[openstack-dev] [ironic][infra][qa] Jobs failing; pep8 not found

Doug Hellmann doug at doughellmann.com
Fri Apr 20 13:27:37 UTC 2018


Excerpts from Jim Rollenhagen's message of 2018-04-20 09:05:23 -0400:
> On Fri, Apr 20, 2018 at 7:33 AM, Jim Rollenhagen <jim at jimrollenhagen.com>
> wrote:
> 
> > On Thu, Apr 19, 2018 at 3:21 PM, Doug Hellmann <doug at doughellmann.com>
> > wrote:
> >>
> >>
> >> Reading through that log more carefully, I see an early attempt to pin
> >> pycodestyle <= 2.3.1 [1], followed later by pycodestyle == 2.4.0 being
> >> pulled in as a dependency of flake8-import-order==0.12 when neutron's
> >> test-requirements.txt is installed [2]. Then later when ironic's
> >> test-requirements.txt is installed pycodestyle is downgraded to 2.3.1
> >> [3].
> >>
> >> Reproducing those install & downgrade steps, I see that pycodestyle
> >> 2.4.0 claims to own pep8.py but pycodestyle 2.3.1 does not [4]. So that
> >> explains why pep8 is not re-installed when pycodestyle is downgraded.
> >>
> >
> > Aha, interesting!

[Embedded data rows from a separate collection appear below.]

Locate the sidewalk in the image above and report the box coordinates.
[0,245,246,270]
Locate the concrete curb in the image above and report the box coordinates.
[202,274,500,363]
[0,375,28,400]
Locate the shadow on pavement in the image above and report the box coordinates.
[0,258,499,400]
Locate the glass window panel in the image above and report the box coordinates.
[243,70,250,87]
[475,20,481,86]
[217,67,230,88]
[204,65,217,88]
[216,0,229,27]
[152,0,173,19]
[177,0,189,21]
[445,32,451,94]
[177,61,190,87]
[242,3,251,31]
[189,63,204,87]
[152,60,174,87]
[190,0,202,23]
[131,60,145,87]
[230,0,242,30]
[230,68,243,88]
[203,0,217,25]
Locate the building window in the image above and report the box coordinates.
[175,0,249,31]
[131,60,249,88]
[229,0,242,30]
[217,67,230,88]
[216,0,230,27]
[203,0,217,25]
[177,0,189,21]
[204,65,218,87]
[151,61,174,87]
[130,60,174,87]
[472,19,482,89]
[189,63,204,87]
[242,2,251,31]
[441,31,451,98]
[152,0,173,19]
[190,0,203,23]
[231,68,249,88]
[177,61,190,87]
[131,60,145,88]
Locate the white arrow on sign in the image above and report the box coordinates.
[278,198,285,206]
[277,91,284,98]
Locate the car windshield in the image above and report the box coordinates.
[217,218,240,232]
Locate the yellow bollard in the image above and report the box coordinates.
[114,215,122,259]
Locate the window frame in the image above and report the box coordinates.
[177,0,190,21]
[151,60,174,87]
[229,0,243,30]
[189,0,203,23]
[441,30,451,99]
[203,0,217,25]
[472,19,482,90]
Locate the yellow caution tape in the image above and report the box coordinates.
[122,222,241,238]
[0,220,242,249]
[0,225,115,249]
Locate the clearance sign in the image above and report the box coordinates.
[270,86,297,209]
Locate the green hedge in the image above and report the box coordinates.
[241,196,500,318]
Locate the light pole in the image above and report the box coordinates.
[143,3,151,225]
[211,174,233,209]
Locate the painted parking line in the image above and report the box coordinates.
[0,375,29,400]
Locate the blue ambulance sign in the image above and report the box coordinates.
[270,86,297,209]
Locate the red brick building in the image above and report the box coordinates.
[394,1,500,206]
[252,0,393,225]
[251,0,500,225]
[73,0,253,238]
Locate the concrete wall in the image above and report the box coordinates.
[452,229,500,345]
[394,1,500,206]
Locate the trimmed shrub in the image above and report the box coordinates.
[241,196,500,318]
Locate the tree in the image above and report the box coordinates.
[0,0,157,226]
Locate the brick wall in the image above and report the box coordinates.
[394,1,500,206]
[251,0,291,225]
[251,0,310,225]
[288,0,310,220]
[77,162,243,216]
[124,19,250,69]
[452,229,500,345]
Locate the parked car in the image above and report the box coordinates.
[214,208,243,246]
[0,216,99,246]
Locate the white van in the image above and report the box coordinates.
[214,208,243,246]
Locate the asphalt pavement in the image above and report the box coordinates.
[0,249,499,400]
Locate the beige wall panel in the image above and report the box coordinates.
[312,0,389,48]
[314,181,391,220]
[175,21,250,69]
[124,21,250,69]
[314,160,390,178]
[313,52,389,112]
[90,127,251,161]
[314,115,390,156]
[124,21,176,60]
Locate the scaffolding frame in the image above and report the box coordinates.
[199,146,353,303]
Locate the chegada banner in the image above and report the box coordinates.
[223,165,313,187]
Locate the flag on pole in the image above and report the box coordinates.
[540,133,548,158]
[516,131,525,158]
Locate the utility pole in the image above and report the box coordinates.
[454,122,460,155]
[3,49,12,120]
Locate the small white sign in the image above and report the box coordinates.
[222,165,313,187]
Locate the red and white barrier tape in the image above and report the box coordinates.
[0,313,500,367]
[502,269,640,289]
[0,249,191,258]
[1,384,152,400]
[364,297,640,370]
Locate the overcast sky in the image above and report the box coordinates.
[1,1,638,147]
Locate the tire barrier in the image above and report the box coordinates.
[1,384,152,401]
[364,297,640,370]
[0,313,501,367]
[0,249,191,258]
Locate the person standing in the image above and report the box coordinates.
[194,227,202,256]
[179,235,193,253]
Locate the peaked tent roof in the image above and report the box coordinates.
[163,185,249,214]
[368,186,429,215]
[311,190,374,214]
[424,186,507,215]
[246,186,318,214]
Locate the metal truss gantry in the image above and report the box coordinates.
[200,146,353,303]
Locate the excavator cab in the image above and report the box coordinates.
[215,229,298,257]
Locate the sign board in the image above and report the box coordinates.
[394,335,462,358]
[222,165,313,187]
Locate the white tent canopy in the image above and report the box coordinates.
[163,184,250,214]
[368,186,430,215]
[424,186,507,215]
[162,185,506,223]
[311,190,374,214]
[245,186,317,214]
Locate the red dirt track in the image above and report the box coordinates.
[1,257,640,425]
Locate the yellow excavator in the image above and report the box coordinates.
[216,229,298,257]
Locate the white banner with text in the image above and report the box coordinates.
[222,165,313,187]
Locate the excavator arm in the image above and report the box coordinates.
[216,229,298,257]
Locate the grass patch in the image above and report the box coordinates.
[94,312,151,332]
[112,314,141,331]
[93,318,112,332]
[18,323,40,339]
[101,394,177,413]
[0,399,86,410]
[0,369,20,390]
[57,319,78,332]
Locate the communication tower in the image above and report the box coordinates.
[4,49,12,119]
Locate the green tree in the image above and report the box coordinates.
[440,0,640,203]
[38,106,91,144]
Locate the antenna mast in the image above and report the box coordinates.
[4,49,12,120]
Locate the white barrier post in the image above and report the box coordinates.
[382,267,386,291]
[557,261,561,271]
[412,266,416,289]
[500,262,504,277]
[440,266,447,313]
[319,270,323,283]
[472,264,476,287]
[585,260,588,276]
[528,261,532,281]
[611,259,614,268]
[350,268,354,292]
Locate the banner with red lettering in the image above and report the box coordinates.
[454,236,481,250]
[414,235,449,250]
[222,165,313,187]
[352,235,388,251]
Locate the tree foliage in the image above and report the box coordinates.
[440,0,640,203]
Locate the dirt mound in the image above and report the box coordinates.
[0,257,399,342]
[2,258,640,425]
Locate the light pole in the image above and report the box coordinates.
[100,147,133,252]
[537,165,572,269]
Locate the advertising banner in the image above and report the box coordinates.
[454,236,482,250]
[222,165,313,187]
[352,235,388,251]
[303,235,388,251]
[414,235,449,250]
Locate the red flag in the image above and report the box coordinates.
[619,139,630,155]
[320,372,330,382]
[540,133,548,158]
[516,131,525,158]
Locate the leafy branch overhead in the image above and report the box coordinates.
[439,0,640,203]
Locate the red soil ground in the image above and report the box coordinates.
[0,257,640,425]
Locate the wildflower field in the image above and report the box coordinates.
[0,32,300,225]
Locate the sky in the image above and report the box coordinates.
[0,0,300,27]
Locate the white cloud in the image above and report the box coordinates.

That's a fun one. :)
> >
> > I think the real problem here is that we have linter dependencies listed
> >> in the test-requirements.txt files for our projects, and they are
> >> somehow being installed without the constraints.
> >
> >
> > This is because they're in the blacklist, right?
> >
> >
> >> I don't think they need
> >> to be installed for devstack at all, so one way to fix it would be to
> >> move those dependencies to the tox.ini section for running pep8, or to
> >> have devstack look at the blacklisted packages and skip installing them.
> >>
> >
> > Yeah, seems like either would work. With the latter, would devstack edit
> > these out of test-requirements.txt before installing, I presume? The former
> > seems less hacky, I'll proceed with that unless folks have objections.
> >
> 
> Although... this would need to be done in every project installed from
> source during the devstack run. I'm going to look into doing this in
> devstack instead to avoid spending all day moving patches.

In the short term we only need to fix the few projects with conflicting
requirements. In the longer term we could have a concerted effort to
move those dependencies. Someone creative might even be able to script
it, since we do have a list of the blacklisted items.